W BRANŻY: Hankook na DTM 2017

 

W nadchodzącym sezonie firma Hankook zaprezentuje nową generację opon na potrzeby międzynarodowej serii wyścigowej samochodów DTM. Wraz z nowym ogumieniem producent wychodzi naprzeciw życzeniom trzech marek Audi, BMW i Mercedes-Benz oraz organizatora imprezy ITR e.V., spodziewających się jeszcze silniejszych emocji podczas wyścigów oraz znacznie większej liczby manewrów wyprzedzania.

Hankook zademonstruje nową generację opon na suchą nawierzchnię. Mimo swoich niezmienionych rozmiarów (VA: 300/680 R 18, HA: 320/710 R 18), nowy model Ventus Race, stanowiący jak dotąd czwartą wersję DTM, zapewni jeszcze lepszą przyczepność od swoich poprzedników, co znacząco wpłynie - w zależności od stylu jazdy kierowcy - na czas pokonywania kolejnych okrążeń. Jednak w zamian za to będzie nieco szybciej się zużywała w stosunku do modelu z ub. roku. Zapowiada to jeszcze silniejsze emocje podczas wyścigu, a od kierowców będzie wymagać jeszcze lepszego zmysłu taktycznego.

Deszczowe opony DTM - Ventus Race Rain - w 2017 r. będą stosowane w niezmienionej wersji.

- DTM to bezspornie najbardziej wymagająca pod względem technicznym seria wyścigów na świecie - powiedział Manfred Sandbichler, dyrektor ds. sportów motorowych Hankook - Wyzwania dotyczące opracowania technologii opon stosowanych podczas tej imprezy stanowiły zatem twardy orzech do zgryzienia również w przeszłości. Podobnie jak w latach ubiegłych, także i w przypadku sezonu 2017, raz jeszcze udało się nam opracować dobrą ofertę produktową, czego potwierdzeniem są informacje zwrotne z ostatnich testów. Pod względem opon zadbaliśmy o kolejny, emocjonujący sezon.

Zdaniem Thomasa Baltesa, inżyniera ds. wyścigów DTM w Hankook, w przypadku Ventus Race czwartej generacji spośród pilotów DTM coraz częściej będą dochodzić do głosu tzw. „zaklinacze opon”.

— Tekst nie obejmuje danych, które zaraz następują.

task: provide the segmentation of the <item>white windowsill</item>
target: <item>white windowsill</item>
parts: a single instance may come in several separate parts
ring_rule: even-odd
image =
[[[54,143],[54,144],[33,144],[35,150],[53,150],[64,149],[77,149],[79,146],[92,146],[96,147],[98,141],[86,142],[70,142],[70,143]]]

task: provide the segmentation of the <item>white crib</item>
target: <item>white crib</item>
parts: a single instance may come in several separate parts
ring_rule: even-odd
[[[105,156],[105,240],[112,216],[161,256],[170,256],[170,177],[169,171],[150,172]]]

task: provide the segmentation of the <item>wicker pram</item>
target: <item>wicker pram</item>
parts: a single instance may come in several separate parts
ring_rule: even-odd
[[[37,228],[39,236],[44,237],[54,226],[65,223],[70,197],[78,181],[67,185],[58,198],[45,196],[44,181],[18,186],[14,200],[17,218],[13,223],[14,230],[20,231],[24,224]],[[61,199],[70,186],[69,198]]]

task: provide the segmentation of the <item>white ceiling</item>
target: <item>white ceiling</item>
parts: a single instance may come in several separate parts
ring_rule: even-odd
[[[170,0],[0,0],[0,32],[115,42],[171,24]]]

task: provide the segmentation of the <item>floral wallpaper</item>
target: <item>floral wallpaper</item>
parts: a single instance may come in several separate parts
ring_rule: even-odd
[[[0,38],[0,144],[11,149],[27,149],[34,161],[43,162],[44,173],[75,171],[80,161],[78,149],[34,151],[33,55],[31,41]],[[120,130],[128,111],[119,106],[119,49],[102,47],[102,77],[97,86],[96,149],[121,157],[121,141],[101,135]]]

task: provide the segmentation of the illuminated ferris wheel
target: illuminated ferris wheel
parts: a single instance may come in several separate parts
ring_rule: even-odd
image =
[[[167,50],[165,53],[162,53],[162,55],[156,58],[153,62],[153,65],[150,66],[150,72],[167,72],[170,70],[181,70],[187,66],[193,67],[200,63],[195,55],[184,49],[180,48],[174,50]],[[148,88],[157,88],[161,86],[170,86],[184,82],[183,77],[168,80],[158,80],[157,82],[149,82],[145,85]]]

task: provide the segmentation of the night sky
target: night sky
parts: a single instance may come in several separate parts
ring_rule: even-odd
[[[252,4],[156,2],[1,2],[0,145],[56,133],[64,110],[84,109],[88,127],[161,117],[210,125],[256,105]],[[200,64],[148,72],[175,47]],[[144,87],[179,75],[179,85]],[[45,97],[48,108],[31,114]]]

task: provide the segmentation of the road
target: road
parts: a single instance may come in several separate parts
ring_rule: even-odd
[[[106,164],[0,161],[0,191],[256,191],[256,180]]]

- W 2017 r. wyraźną przewagę zyskają ci kierowcy i ich inżynierowie, którzy będą umieli optymalnie jechać, aby jak najszybciej, a jednocześnie bez przesadnej agresywności, osiągnąć optymalną temperaturę opony. - powiedział T. Baltesa. - Także sposób postępowania z oponami podczas rundy kwalifikacyjnej jeszcze silniej niż dotąd wpłynie na wydajność podczas późniejszego wyścigu.

Kolejną nowość w 2017 r. w serii DTM stanowi również zakaz wstępnego ogrzewania opon do jazdy na suchej nawierzchni. Tak więc przede wszystkim na starcie oraz podczas pierwszych rund po zjechaniu do boksu piloci muszą działać mądrze, aby móc jak najszybciej osiągnąć pożądaną przyczepność opon.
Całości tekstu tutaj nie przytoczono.